Após a queda, ficou a dúvida sobre quem assumiria a responsabilidade pelo acontecido: a Reitoria ou a Diretoria da ECA. Em termos legais, uma das organizações teria que apresentar uma denúncia formal a respeito do ocorrido. Caso contrário, seria acusada de prevaricação diante do dano ao patrimônio público. Consultada, a Diretoria da ECA disse que a atribuição foge de seu escopo. A Reitoria, por sua vez, afirmou que a construção das grades foi responsabilidade do órgão, mas que a decisão sobre seu futuro é da Diretoria da ECA.

Para Júlia Orioste, não pode ser chamada de patrimônio público uma estrutura que impede a liberdade de ir e vir do estudante que deseja utilizar seu espaço de vivência como bem entender. “Ainda mais considerando o horário limite de entrada e saída do prédio, algo mais absurdo ainda”, afirma a estudante, se referindo a proibição de entrada na Prainha após às 21h30. 

Derrubada, arte e política

Além dos eventos sociais e atos políticos, uma das maneiras que os discentes encontraram para ocupar o espaço estudantil é a arte. Dois alunos – identificados por seus nomes artísticos –, Shao Khan, graduando em Artes Visuais, e AL, estudante de arquitetura, tomaram a iniciativa de reciclar o material das grades derrubadas e transformá-lo numa escultura: A Rebentação das Ondas da Prainha. 

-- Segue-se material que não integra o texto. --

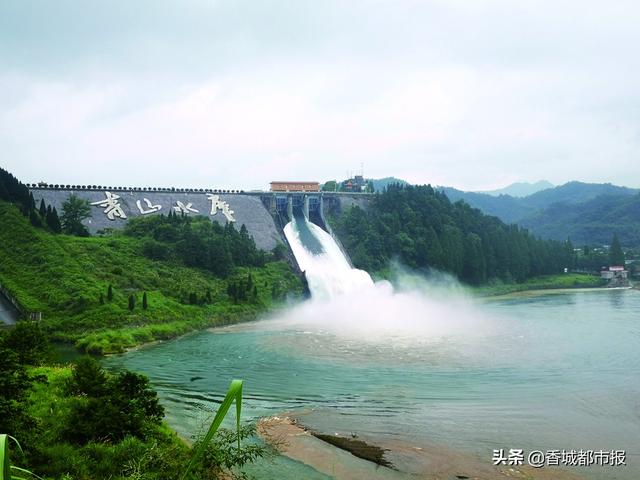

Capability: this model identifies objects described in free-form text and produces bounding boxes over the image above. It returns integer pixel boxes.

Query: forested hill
[438,182,640,246]
[335,185,573,284]
[520,194,640,246]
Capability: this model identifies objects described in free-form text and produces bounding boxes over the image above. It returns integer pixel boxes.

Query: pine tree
[189,292,198,305]
[51,207,62,233]
[129,293,136,311]
[609,234,624,266]
[29,210,42,227]
[45,205,62,233]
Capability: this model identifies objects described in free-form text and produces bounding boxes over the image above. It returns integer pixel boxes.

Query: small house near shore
[600,265,629,280]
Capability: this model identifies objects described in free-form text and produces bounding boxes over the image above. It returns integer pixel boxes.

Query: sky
[0,0,640,190]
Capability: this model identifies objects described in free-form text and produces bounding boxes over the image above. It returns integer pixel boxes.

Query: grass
[471,273,605,296]
[0,433,40,480]
[0,202,302,354]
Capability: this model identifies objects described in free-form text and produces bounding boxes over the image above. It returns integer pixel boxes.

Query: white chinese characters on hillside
[173,200,200,215]
[86,191,236,222]
[207,193,236,222]
[91,192,127,220]
[136,198,162,215]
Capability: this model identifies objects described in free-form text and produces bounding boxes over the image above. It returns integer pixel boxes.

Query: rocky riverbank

A obra, que até o momento da publicação desta edição do JC se encontra em frente à entrada do Centro Acadêmico Lupe Cotrim, representa, segundo os artistas, um testemunho da forma como as grades foram removidas. De acordo com os autores, com um formato que simula a rebentação de ondas numa praia, o metal retorcido em estado quase bruto remete ao momento de “fúria lúcida”, como descreve AL, que levou à destruição da estrutura. 

Para eles, o controle da entrada e da saída da vivência estudantil da ECA por meio das grades se relaciona a um quadro maior de disputa entre estudantes e a administração da universidade.